Btrfs hands-on: Exploring the error recovery features of the new Linux file system

Making things right when something goes wrong, and a summary of what I have seen and done in this series.
Written by J.A. Watson, Contributor

This is my final post in this series about the btrfs filesystem. The first in the series covered btrfs basics, the second was resizing, multiple volumes and devices, the third was RAID and Redundancy, and the fourth and most recent was subvolumes and snapshots

I think (and hope) that all of those together give a reasonable overview of what the btrfs filesystem is, what you can do with it, and how you can do some of those things.  In this post I will wrap up a couple of loose ends — error recovery, and integration with other standard Linux utilities — and try to give a recap of the series as a whole. For complete and authoritative information, please refer to the Btrfs Wiki at kernel.org.

OK, let's dive right into it. What happens when something goes wrong with a btrfs filesystem — or maybe you just suspect that something has gone wrong? Well, as I mentioned briefly in the second post in this series, you can use the btrfs scrub utility to read all of the data in the filesystem and verify the checksums as it goes. 

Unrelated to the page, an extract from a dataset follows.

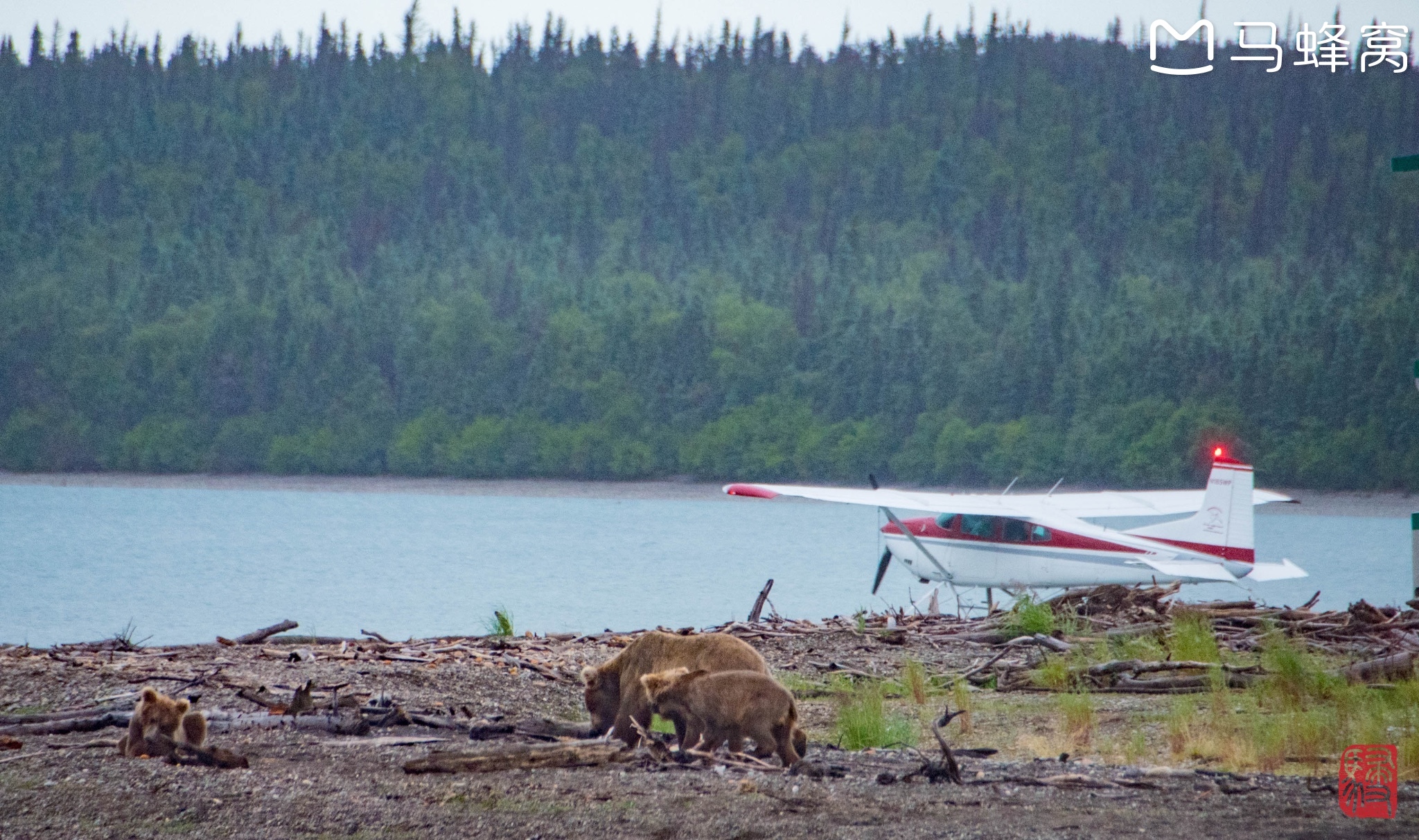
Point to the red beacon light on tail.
(1219, 456)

Btrfs hands on: My first experiments with a new Linux file system

Depending on the size of the filesystem, this can take a considerable time, so by default it will go off to do its work in the background and let you get on with other things on your terminal. Once you have a scrub running in the background, you can check on its progress at any time with the btrfs scrub status command. If it finds any checksum problems, the scrub process will attempt to repair them (unless you started it with the read-only option to suppress this).

If you have a damaged btrfs filesystem that you just want to get as much as possible of the data from, you can use the btrfs restore utility, which reads from an unmounted btrfs filesystem, and restores as much as it can to some specified path.

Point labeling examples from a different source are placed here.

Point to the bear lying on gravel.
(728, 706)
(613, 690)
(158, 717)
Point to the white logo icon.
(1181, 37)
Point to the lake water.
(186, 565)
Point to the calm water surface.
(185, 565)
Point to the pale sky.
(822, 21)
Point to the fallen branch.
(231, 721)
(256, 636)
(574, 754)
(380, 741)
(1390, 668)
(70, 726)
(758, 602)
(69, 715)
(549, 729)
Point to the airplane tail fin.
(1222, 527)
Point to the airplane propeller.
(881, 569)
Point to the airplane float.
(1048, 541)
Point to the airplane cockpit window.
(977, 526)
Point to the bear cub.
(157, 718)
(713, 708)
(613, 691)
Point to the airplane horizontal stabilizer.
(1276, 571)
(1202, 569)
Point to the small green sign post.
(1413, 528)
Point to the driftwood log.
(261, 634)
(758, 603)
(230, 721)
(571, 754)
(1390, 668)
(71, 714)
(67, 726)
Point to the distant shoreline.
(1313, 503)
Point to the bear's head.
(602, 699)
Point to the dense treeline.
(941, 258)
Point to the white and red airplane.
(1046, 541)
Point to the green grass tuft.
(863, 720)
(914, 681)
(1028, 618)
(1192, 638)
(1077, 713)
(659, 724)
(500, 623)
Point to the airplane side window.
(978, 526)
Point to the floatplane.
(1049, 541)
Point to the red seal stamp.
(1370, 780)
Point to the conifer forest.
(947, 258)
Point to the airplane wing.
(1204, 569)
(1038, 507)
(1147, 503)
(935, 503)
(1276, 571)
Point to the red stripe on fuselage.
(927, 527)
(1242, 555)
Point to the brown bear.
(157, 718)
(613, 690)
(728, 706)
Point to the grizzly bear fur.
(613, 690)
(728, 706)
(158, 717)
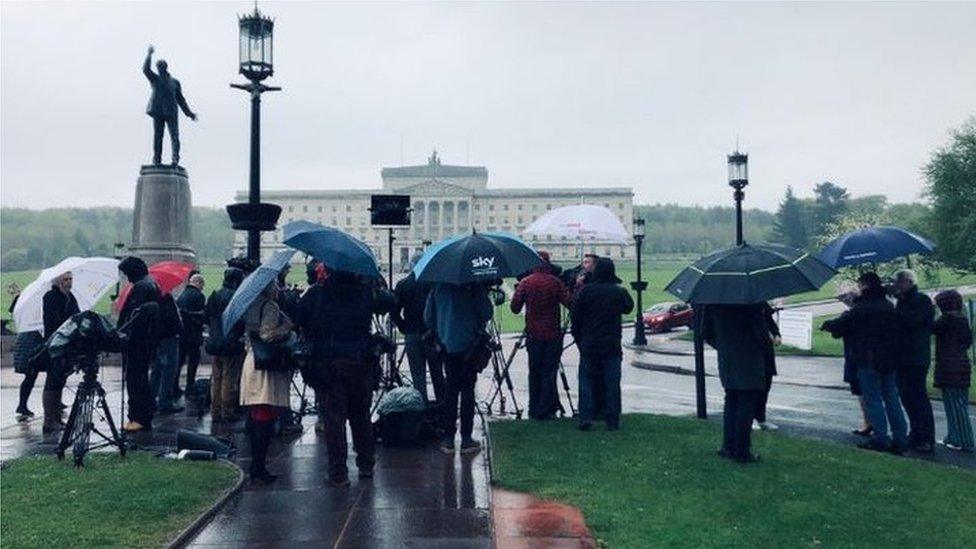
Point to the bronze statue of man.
(166, 96)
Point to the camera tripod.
(89, 400)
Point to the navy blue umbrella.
(873, 245)
(338, 250)
(478, 257)
(750, 274)
(252, 286)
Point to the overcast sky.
(645, 95)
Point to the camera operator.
(336, 317)
(140, 349)
(409, 319)
(264, 391)
(596, 311)
(59, 305)
(541, 293)
(457, 314)
(227, 351)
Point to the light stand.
(639, 285)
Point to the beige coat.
(260, 386)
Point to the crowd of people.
(887, 350)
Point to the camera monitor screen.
(390, 209)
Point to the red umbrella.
(167, 274)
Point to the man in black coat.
(868, 328)
(916, 315)
(740, 335)
(59, 304)
(140, 348)
(336, 317)
(596, 326)
(192, 305)
(228, 351)
(409, 318)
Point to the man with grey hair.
(916, 314)
(192, 304)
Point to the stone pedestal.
(161, 224)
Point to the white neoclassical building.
(446, 200)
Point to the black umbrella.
(750, 274)
(479, 257)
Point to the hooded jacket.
(596, 311)
(144, 289)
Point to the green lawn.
(658, 483)
(137, 501)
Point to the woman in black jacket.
(953, 337)
(59, 305)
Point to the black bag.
(479, 353)
(25, 346)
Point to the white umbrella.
(580, 222)
(92, 277)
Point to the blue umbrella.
(873, 245)
(476, 257)
(252, 286)
(338, 250)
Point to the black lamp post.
(256, 64)
(738, 179)
(639, 285)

If your btrfs filesystem is made up of multiple devices or partitions, and one of those becomes damaged or unavailable, you can use the btrfs replace command to add a new device, copy the data from the old device to the new (as much as possible), and then remove the old device from the btrfs filesystem. This can be a lengthy process of copying over data, so this command is similar to the scrub command in that it will go into the background to do its work, and there are status and cancel options for this command. 

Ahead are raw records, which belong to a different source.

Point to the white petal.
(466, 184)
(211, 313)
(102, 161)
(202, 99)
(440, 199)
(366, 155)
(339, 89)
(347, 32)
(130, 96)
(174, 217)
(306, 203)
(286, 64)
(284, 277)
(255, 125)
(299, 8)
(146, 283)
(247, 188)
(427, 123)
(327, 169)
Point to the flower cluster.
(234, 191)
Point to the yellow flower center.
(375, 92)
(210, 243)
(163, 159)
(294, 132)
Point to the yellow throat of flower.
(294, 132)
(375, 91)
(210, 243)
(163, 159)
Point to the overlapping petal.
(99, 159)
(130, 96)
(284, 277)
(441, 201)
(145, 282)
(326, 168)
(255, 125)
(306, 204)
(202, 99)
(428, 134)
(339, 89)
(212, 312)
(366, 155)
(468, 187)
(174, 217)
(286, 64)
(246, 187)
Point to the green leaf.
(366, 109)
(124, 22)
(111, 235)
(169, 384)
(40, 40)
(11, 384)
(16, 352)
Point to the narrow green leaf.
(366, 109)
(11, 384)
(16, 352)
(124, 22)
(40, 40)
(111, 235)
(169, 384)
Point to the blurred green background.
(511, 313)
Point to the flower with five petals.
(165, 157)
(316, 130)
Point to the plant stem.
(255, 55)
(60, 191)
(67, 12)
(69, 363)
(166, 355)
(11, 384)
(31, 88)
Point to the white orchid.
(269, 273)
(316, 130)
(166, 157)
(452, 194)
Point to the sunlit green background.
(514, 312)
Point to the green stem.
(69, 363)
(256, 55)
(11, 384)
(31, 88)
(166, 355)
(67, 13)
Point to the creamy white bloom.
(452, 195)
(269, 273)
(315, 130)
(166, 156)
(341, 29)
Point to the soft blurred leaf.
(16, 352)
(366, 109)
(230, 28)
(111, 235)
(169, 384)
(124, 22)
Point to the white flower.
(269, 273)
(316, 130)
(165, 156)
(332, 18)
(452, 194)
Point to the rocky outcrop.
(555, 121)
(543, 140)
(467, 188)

If the old device is not available (irretrievably damaged or defective), and you have a RAID filesystem, this command will rebuild the new device using the raid data from the other existing devices. In the worst case, if you just want to give up and remove the old device from the btrfs filesystem, you can use the btrfs device delete command.

There are a couple of things to remember in this area - first, this kind of failure recovery is one of the biggest reasons to use RAID, so this is an example of why you should consider it in the first place.

If you have a single-partition btrfs filesystem, or any other single-copy configuration, your options for replacing devices and recovering data are rather limited. On the other hand, RAID configurations require some minimum number of devices, and you can't go below such a minimum even as part of failure recovery. 

Here's a simple example — RAID1 (mirroring) requires at least two devices — you can't have a mirror without having something to do the reflection - so if you have such a minimum configuration, and then one device fails, your data will hopefully still be OK on the second device. 

But even though you know that physically you are down to only one device at that point, you still can't just delete the defective device, because that would put you below the logical minimum for a RAID1 filesystem.  So what you have to do is add another device to replace the defective one, while staying within the minimum limits.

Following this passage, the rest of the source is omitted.